School choice Senate Bill 2025 is a promising, if imperfect first step to empowering the neediest students in Tennessee. As the Chattanoogan article states online (full article HERE):
The compromise bill, Senate Bill 2025, would give low-income students in the bottom 10% of schools in Tennessee an opportunity scholarship to attend the K-12 school of their choice. It would keep program caps starting from 5,000 students in year one and rising to 20,000 students in year three. If those caps are not reached each year, scholarships would be offered to other low-income children in those counties in which the bottom 10% of schools are located. The bill maintains the governor’s definition of low-income, which includes families eligible for free and reduced priced lunch, or $44,000 in annual income for a family of four.
However, we decry the arbitrary cap. Why is something that is needed to help the bottom 10% only good enough for the first 5,000 students? We must not get bogged down in numbers and politics and forget these are the lives, educations, and futures of real children. Arbitrary caps create an environment of winners and losers. It creates false hopes and broken dreams for the families not lucky enough to be the first in line or the first to apply. Student 5001 deserves the same opportunity as student 1.

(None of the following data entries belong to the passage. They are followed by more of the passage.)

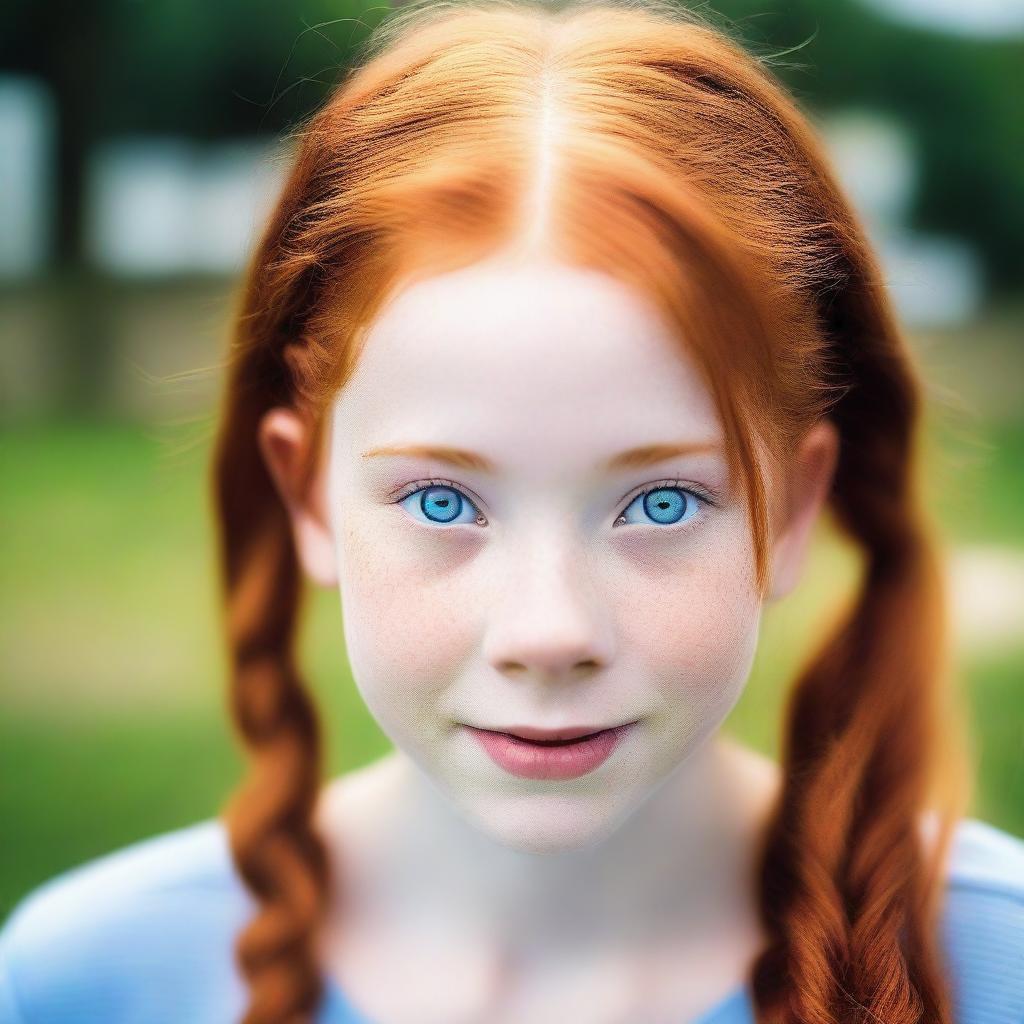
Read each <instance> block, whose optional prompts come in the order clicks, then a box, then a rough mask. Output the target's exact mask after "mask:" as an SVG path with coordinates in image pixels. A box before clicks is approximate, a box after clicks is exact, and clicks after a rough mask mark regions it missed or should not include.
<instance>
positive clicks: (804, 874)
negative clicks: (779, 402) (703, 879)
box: [754, 251, 952, 1024]
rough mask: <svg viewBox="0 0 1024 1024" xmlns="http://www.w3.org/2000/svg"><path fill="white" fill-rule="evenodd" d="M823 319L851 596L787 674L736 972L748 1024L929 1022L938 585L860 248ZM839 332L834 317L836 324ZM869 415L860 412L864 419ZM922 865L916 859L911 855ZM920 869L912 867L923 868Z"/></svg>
mask: <svg viewBox="0 0 1024 1024" xmlns="http://www.w3.org/2000/svg"><path fill="white" fill-rule="evenodd" d="M854 265H856V266H859V267H861V268H862V272H863V273H864V274H866V275H867V278H868V280H866V281H865V279H864V278H861V280H859V281H854V282H853V283H852V284H851V285H850V287H849V291H848V293H847V295H846V297H845V303H846V306H845V308H844V307H839V308H837V309H834V310H830V311H829V315H830V317H831V322H833V327H834V328H835V327H839V328H840V330H839V331H838V332H837V335H838V336H839V337H843V338H846V339H848V340H849V343H850V344H856V346H857V349H856V351H855V352H851V353H845V357H846V358H847V359H848V360H849V364H850V367H851V371H852V377H853V379H854V382H855V383H854V386H853V387H851V388H850V389H849V391H848V392H847V393H846V394H845V395H844V396H843V398H842V399H841V400H840V401H839V402H838V404H837V407H836V409H835V410H834V416H835V419H836V422H837V425H838V426H839V428H840V434H841V456H840V463H839V466H838V469H837V473H836V479H835V482H834V489H833V495H831V506H833V509H834V511H835V513H836V516H837V519H838V522H839V524H840V526H841V528H843V529H844V530H845V531H846V532H847V534H848V535H850V536H851V537H852V538H853V540H854V541H855V542H856V543H857V544H858V545H859V546H860V547H861V549H862V551H863V554H864V558H865V564H864V570H863V578H862V580H861V584H860V590H859V594H858V595H857V597H856V599H855V601H854V605H853V607H852V609H851V610H850V612H849V615H848V617H847V618H846V621H845V622H842V623H841V624H840V625H839V627H838V628H837V629H836V630H835V631H834V632H833V634H831V636H830V637H829V638H828V639H827V640H826V641H825V643H824V644H823V646H822V647H821V648H820V650H819V651H818V652H817V653H816V655H815V656H814V657H813V658H812V659H811V662H810V663H809V665H808V666H807V668H806V669H805V670H804V672H803V673H802V675H801V677H800V678H799V680H798V682H797V684H796V686H795V688H794V690H793V693H792V696H791V700H790V706H788V709H787V715H786V730H785V736H784V740H783V758H782V761H783V772H784V777H785V785H784V788H783V791H782V794H781V796H780V799H779V805H778V807H777V808H776V810H775V814H774V816H773V819H772V821H771V823H770V826H769V828H768V830H767V834H766V836H765V838H764V842H763V847H762V860H761V865H760V871H761V894H762V897H761V898H762V915H763V921H764V923H765V924H766V926H767V927H768V930H769V934H770V935H771V936H772V941H771V942H770V944H769V946H768V948H766V949H765V950H764V952H763V953H762V955H761V956H760V957H759V959H758V962H757V964H756V967H755V971H754V987H755V992H756V997H757V1001H758V1005H759V1021H761V1022H763V1024H783V1022H785V1024H793V1022H797V1021H800V1022H801V1024H847V1022H850V1024H852V1022H860V1021H880V1022H885V1024H942V1022H948V1021H950V1020H951V1018H950V1012H951V1011H950V1006H949V1001H948V994H947V992H946V991H945V990H943V989H942V988H941V986H939V985H938V984H936V980H937V979H939V978H941V976H942V973H941V971H940V959H939V953H938V949H937V946H936V942H935V939H936V936H935V924H936V918H935V914H936V910H937V909H938V907H937V905H935V903H934V902H933V898H937V892H936V891H935V890H933V889H932V888H930V886H929V884H928V880H929V879H930V878H932V877H933V876H934V873H935V872H936V871H937V869H938V866H939V864H940V863H941V860H942V859H943V858H944V857H945V853H946V849H947V845H948V842H949V838H950V830H951V827H952V816H951V814H950V815H949V816H947V817H946V818H944V819H942V821H941V822H940V825H941V827H940V835H939V842H938V843H937V844H936V845H935V847H934V848H933V851H932V853H931V856H930V857H928V858H926V857H924V855H923V852H922V846H921V839H922V835H921V830H920V827H919V826H920V824H921V823H922V822H921V820H920V815H921V812H922V811H923V810H924V808H925V801H926V798H927V796H928V786H929V784H930V782H931V781H932V780H933V777H934V769H935V764H936V750H935V745H936V735H937V734H936V731H935V728H934V724H935V723H934V721H933V718H932V715H933V714H934V711H935V701H936V698H937V696H938V692H937V691H938V688H939V683H940V681H941V679H942V670H943V655H942V651H941V641H942V628H943V601H942V585H941V580H940V575H939V569H938V565H937V558H936V551H935V547H934V544H933V542H932V541H931V539H930V537H929V527H928V526H927V524H926V522H925V521H924V517H923V514H922V512H921V509H920V507H919V504H918V500H916V496H915V480H914V479H913V478H912V471H913V468H914V467H915V466H916V464H918V463H916V459H915V454H914V451H913V449H914V445H915V443H916V431H918V427H919V415H920V410H919V395H918V387H916V384H915V382H914V378H913V376H912V374H911V372H910V367H909V358H908V355H907V354H906V352H904V351H903V350H902V346H901V344H900V343H899V335H898V333H897V331H896V329H895V326H894V325H893V324H892V323H891V322H890V318H889V315H888V311H887V308H886V307H885V306H884V305H882V304H881V303H879V302H878V301H877V300H876V296H877V295H879V294H880V285H879V283H878V281H877V276H876V280H870V278H871V275H876V273H877V271H876V270H874V266H873V262H872V261H871V259H870V256H869V255H868V253H867V252H866V251H861V252H860V253H858V254H857V256H856V259H855V261H854ZM840 316H844V317H845V323H842V324H840V323H839V317H840ZM868 406H870V409H868ZM926 860H927V861H928V863H925V861H926ZM929 867H930V869H926V868H929Z"/></svg>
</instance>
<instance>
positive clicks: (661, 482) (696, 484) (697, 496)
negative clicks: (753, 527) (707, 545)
mask: <svg viewBox="0 0 1024 1024" xmlns="http://www.w3.org/2000/svg"><path fill="white" fill-rule="evenodd" d="M430 486H443V487H451V488H452V489H453V490H458V492H459V494H461V495H463V497H465V498H468V499H469V500H470V501H471V502H472V503H473V504H474V505H475V506H476V507H477V509H479V507H480V506H481V505H482V504H483V503H482V502H481V501H480V500H479V499H478V498H477V497H476V496H475V495H473V493H472V492H470V490H467V488H466V487H464V486H463V485H462V484H460V483H456V482H455V481H454V480H447V479H445V478H444V477H441V476H435V477H431V478H430V479H428V480H415V481H413V482H412V483H407V484H404V485H403V486H402V487H400V488H399V489H398V492H397V493H396V494H395V495H394V496H393V497H392V498H391V502H393V503H394V504H396V505H397V504H398V503H399V502H401V501H404V500H406V499H407V498H408V497H409V496H410V495H414V494H416V492H417V490H422V489H423V488H425V487H430ZM663 487H677V488H678V489H680V490H683V492H685V493H686V494H688V495H692V496H693V497H694V498H696V499H697V501H698V503H699V505H700V508H699V510H698V511H697V513H696V514H695V515H693V516H690V518H689V519H686V520H684V521H683V522H678V523H671V524H669V525H667V526H666V525H663V526H659V527H658V528H659V529H663V530H666V529H668V530H679V531H680V532H681V531H683V530H686V529H691V528H693V526H695V525H696V524H698V523H699V522H700V521H702V520H703V518H705V513H706V509H707V508H708V507H712V508H716V507H717V506H718V504H719V502H720V500H721V498H720V496H719V494H718V492H717V490H715V489H714V488H712V487H709V486H705V485H700V484H695V483H688V482H687V481H685V480H676V479H665V480H654V481H653V482H652V483H644V484H643V485H642V486H640V487H637V488H636V489H634V490H632V492H630V493H629V494H628V495H626V497H625V498H622V499H620V504H622V505H623V508H622V511H621V512H620V513H618V514H617V515H616V516H615V521H617V520H618V517H620V516H621V515H624V514H625V512H626V510H627V509H628V508H629V507H630V506H631V505H632V504H633V503H634V502H635V501H636V500H637V499H638V498H639V497H640V496H641V495H646V494H650V492H652V490H659V489H662V488H663ZM623 503H625V504H623ZM438 525H440V524H438ZM464 525H469V523H465V524H464ZM625 525H638V524H637V523H627V524H625ZM652 525H653V524H652Z"/></svg>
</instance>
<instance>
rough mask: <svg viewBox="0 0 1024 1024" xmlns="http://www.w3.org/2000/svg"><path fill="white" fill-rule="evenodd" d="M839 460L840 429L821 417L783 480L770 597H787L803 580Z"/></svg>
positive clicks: (795, 455)
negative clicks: (816, 523) (838, 428)
mask: <svg viewBox="0 0 1024 1024" xmlns="http://www.w3.org/2000/svg"><path fill="white" fill-rule="evenodd" d="M838 460H839V430H838V429H837V428H836V425H835V424H834V423H833V422H831V421H830V420H819V421H818V422H817V423H816V424H815V425H814V426H813V427H811V429H810V430H808V431H807V433H806V434H805V435H804V437H803V439H802V440H801V442H800V444H799V445H798V446H797V452H796V454H795V458H794V460H793V462H792V464H791V465H790V466H787V467H786V469H785V474H784V476H783V479H782V480H781V481H780V486H781V495H780V497H779V499H778V505H777V509H778V512H777V514H778V516H779V521H778V524H777V527H776V529H775V534H774V537H775V540H774V546H773V551H772V573H771V586H770V588H769V592H768V599H769V600H778V598H780V597H784V596H785V595H786V594H788V593H790V591H791V590H793V588H794V587H796V585H797V583H798V582H799V580H800V574H801V571H802V570H803V567H804V562H805V560H806V554H807V548H808V544H809V542H810V539H811V532H812V530H813V527H814V523H815V521H816V520H817V517H818V513H819V512H820V511H821V507H822V506H823V504H824V501H825V498H826V497H827V495H828V490H829V489H830V487H831V481H833V475H834V474H835V472H836V464H837V461H838Z"/></svg>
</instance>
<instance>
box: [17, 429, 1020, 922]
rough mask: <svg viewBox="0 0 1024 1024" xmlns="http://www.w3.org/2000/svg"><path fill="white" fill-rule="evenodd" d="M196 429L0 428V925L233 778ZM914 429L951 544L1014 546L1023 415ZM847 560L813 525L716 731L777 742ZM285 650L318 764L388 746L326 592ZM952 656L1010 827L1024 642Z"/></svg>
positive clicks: (213, 580)
mask: <svg viewBox="0 0 1024 1024" xmlns="http://www.w3.org/2000/svg"><path fill="white" fill-rule="evenodd" d="M207 427H208V425H206V426H204V425H203V424H198V425H197V424H194V425H191V426H179V427H165V428H159V429H158V428H154V427H152V426H138V425H131V424H118V423H109V424H101V423H91V424H87V425H83V424H79V423H61V422H59V421H46V422H41V423H37V424H35V425H23V426H19V427H16V428H15V427H9V428H6V429H5V430H4V432H3V435H2V443H0V478H2V480H3V492H4V493H3V502H2V508H3V512H2V516H3V519H2V521H3V532H2V538H0V549H2V552H3V557H4V566H5V572H4V582H3V587H2V590H0V631H2V639H3V649H4V660H3V667H2V672H0V702H2V708H3V715H2V719H0V780H2V785H0V816H2V820H3V821H4V823H5V827H4V836H5V841H4V842H3V843H2V844H0V918H2V916H3V915H4V913H5V912H6V911H7V910H9V908H10V906H11V905H13V903H14V901H15V900H16V899H17V898H18V897H19V896H20V895H22V894H24V893H25V892H26V891H28V890H29V889H30V888H32V887H33V886H35V885H37V884H38V883H40V882H42V881H43V880H45V879H47V878H49V877H51V876H52V874H53V873H55V872H57V871H60V870H62V869H65V868H67V867H70V866H72V865H74V864H77V863H80V862H82V861H83V860H85V859H87V858H90V857H93V856H95V855H97V854H100V853H103V852H106V851H109V850H113V849H115V848H117V847H119V846H122V845H124V844H126V843H129V842H131V841H133V840H136V839H141V838H143V837H146V836H151V835H154V834H155V833H158V831H161V830H165V829H170V828H174V827H178V826H181V825H184V824H188V823H190V822H194V821H197V820H199V819H201V818H204V817H207V816H210V815H212V814H215V813H216V812H217V810H218V808H219V807H220V806H221V804H222V803H223V801H224V799H225V797H226V795H227V794H228V793H229V792H230V788H231V787H232V786H233V784H234V783H236V781H237V780H238V779H239V776H240V772H241V770H242V761H241V756H240V752H239V749H238V746H237V744H236V742H234V740H233V738H232V734H231V731H230V727H229V725H228V723H227V717H226V714H225V712H224V710H223V683H222V680H223V668H224V665H223V655H222V652H221V650H220V646H219V634H218V627H217V622H218V620H217V602H216V590H215V580H214V573H213V565H214V561H213V546H212V539H211V530H210V522H209V514H208V504H207V494H206V488H205V473H206V459H207V456H208V438H209V430H208V429H207ZM930 431H931V432H930V435H929V436H930V437H931V446H930V455H929V470H928V493H929V500H930V502H931V503H933V506H934V513H935V517H936V519H937V521H938V522H939V523H940V525H941V526H942V528H943V529H944V530H945V531H946V534H947V536H948V538H949V540H950V543H951V544H954V545H961V546H970V545H976V544H985V545H998V546H1001V547H1002V548H1005V549H1006V550H1008V551H1010V550H1018V551H1019V550H1020V549H1021V548H1022V547H1024V524H1022V519H1021V515H1020V509H1021V508H1022V507H1024V506H1022V501H1024V479H1022V476H1024V474H1021V472H1020V465H1021V455H1022V453H1024V422H1021V421H1019V420H1017V419H1015V418H1009V419H1008V418H1000V419H998V420H997V421H996V422H986V423H984V424H980V423H978V422H974V421H972V422H971V424H970V428H969V429H968V430H966V431H965V430H963V429H962V428H961V427H959V426H957V425H956V424H955V423H954V424H952V425H950V424H949V423H942V424H939V423H935V424H933V425H932V427H931V428H930ZM851 571H852V563H851V562H850V559H849V555H848V553H846V552H845V551H844V549H843V546H842V545H841V544H839V543H838V542H837V541H836V540H835V538H834V537H833V536H831V535H830V534H829V531H828V530H827V529H823V530H822V532H821V536H820V537H819V543H818V544H817V546H816V548H815V553H814V557H813V559H812V563H811V565H810V567H809V569H808V573H807V577H806V579H805V581H804V582H803V583H802V585H801V587H800V588H799V589H798V591H797V592H796V593H795V594H794V595H792V596H791V597H790V598H788V599H786V601H784V602H782V604H780V605H779V606H777V607H772V608H770V609H769V611H768V613H767V614H766V620H765V625H764V630H763V633H762V643H761V647H760V649H759V654H758V658H757V663H756V666H755V670H754V674H753V677H752V680H751V683H750V686H749V687H748V690H746V692H745V693H744V695H743V697H742V699H741V700H740V702H739V703H738V705H737V707H736V709H734V711H733V714H732V715H731V716H730V719H729V721H728V722H727V728H728V729H729V730H730V731H731V732H733V733H734V734H736V735H738V736H740V737H741V738H743V739H745V740H746V741H748V742H750V743H752V744H753V745H755V746H757V748H758V749H761V750H763V751H765V752H767V753H772V754H774V753H775V751H776V749H777V746H776V744H777V729H778V716H779V709H780V707H781V702H782V699H783V696H784V689H785V684H786V682H787V680H788V679H790V677H791V675H792V672H793V671H794V669H795V667H796V666H797V664H798V662H799V658H800V655H801V653H802V651H803V649H804V638H806V637H808V636H809V635H813V634H814V630H813V622H814V616H815V615H816V614H821V613H822V608H823V607H825V606H826V605H828V603H829V601H828V598H829V595H834V594H835V593H836V582H837V580H839V579H846V580H849V579H850V573H851ZM809 623H810V624H812V625H811V627H810V628H809ZM302 649H303V664H304V665H305V666H307V669H308V676H309V679H310V683H311V686H312V688H313V690H314V692H315V693H316V696H317V699H318V700H319V702H321V706H322V709H323V715H324V721H325V723H326V728H327V734H328V739H329V766H328V767H329V770H330V771H331V772H332V773H334V772H340V771H344V770H346V769H348V768H350V767H354V766H356V765H359V764H362V763H365V762H367V761H369V760H371V759H372V758H374V757H376V756H378V755H379V754H381V753H383V752H385V751H386V750H387V749H388V745H389V744H388V742H387V740H386V739H385V737H384V736H383V735H382V734H381V733H380V731H379V730H378V728H377V727H376V725H375V723H374V722H373V720H372V719H371V717H370V716H369V714H368V712H367V711H366V709H365V707H364V706H362V703H361V700H360V698H359V696H358V694H357V692H356V690H355V688H354V686H353V684H352V681H351V678H350V676H349V673H348V669H347V666H346V664H345V659H344V651H343V649H342V647H341V620H340V610H339V607H338V599H337V594H334V593H328V592H317V593H314V594H313V595H312V597H311V601H310V604H309V616H308V621H307V623H306V628H305V630H304V632H303V637H302ZM957 658H958V664H959V666H961V669H962V673H961V677H962V685H963V686H964V688H965V692H966V694H967V697H968V702H969V706H970V708H971V713H972V716H973V727H974V729H975V731H976V734H977V741H978V749H979V751H980V758H979V759H978V762H979V763H978V765H977V768H978V782H977V788H976V797H975V804H974V808H973V812H974V813H975V814H977V815H978V816H981V817H983V818H985V819H986V820H989V821H992V822H993V823H995V824H997V825H999V826H1001V827H1005V828H1009V829H1011V830H1013V831H1015V833H1017V834H1024V714H1022V712H1024V689H1022V685H1021V679H1022V670H1024V639H1022V638H1021V637H1020V636H1018V637H1017V638H1016V640H1014V639H1013V638H1011V639H1010V640H1009V641H1005V642H1002V643H999V644H996V645H994V646H993V647H991V648H983V649H977V648H965V649H964V650H961V651H959V652H958V654H957Z"/></svg>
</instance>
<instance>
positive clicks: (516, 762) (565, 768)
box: [467, 722, 635, 779]
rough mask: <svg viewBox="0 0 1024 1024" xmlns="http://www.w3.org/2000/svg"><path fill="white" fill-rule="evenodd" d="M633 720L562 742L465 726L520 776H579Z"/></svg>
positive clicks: (624, 731)
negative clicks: (598, 731) (541, 740)
mask: <svg viewBox="0 0 1024 1024" xmlns="http://www.w3.org/2000/svg"><path fill="white" fill-rule="evenodd" d="M634 724H635V723H633V722H630V723H629V724H628V725H620V726H617V727H616V728H614V729H605V730H604V731H603V732H595V733H593V734H592V735H590V736H585V737H583V738H581V739H578V740H572V741H570V742H565V743H557V744H551V743H535V742H530V740H528V739H519V738H518V737H516V736H510V735H509V734H508V733H505V732H488V731H487V730H486V729H474V728H472V727H471V726H467V728H469V731H470V732H472V733H473V735H474V736H475V737H476V739H477V741H478V742H479V744H480V745H481V746H482V748H483V750H484V751H485V752H486V754H487V756H488V757H489V758H490V760H492V761H494V762H495V764H496V765H498V766H499V767H500V768H504V769H505V770H506V771H507V772H509V774H511V775H517V776H518V777H519V778H542V779H565V778H579V777H580V776H581V775H586V774H587V773H588V772H592V771H593V770H594V769H595V768H597V767H599V766H600V765H602V764H604V762H605V761H607V760H608V757H609V756H610V755H611V752H612V751H613V750H614V749H615V748H616V746H617V745H618V743H620V741H621V740H622V738H623V736H624V735H625V734H626V733H627V732H628V731H629V730H630V729H631V728H633V725H634Z"/></svg>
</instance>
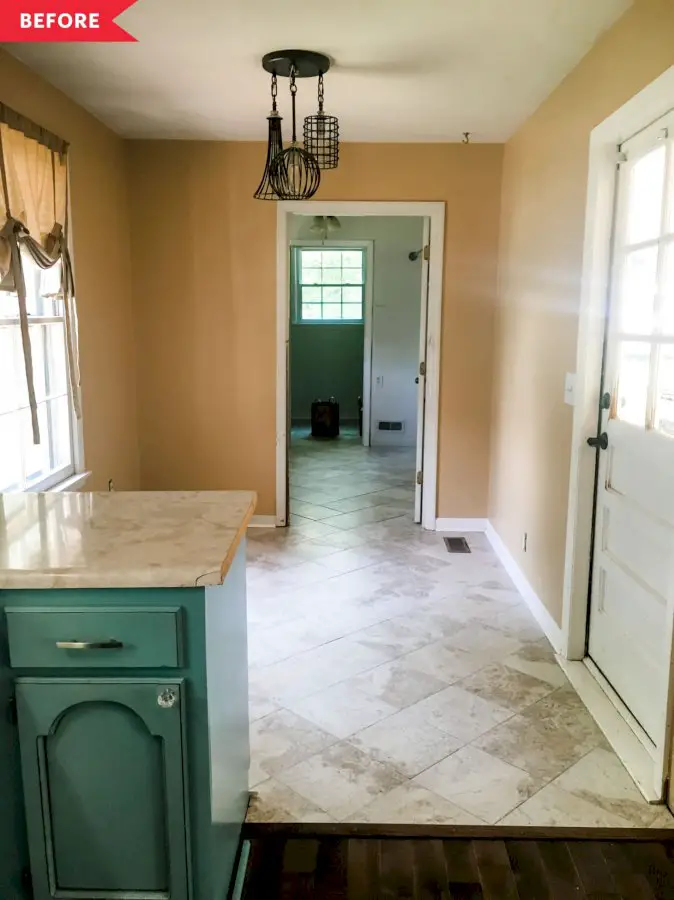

For example, when you place arbitrary limits on school choice programs you force parents to camp “out—in subzero temperatures—for the third year in a row in front of Shelby County School District headquarters to have a chance at registering their children in optional schools.”
As we have written in the past we favor universal school choice. We believe only universal school choice will create an environment that will make it feasible to create specialized niche market schools serving the specific needs and interests of the students in our diverse state. Further, we see Education Savings Accounts (HERE) as the most flexible and empowering method, however, Education Tax Credit Scholarships (HERE, HERE, HERE, HERE, HERE) have proven their success in the courts and are less controversial. With that said, we welcome this first step to empowering families with school choice.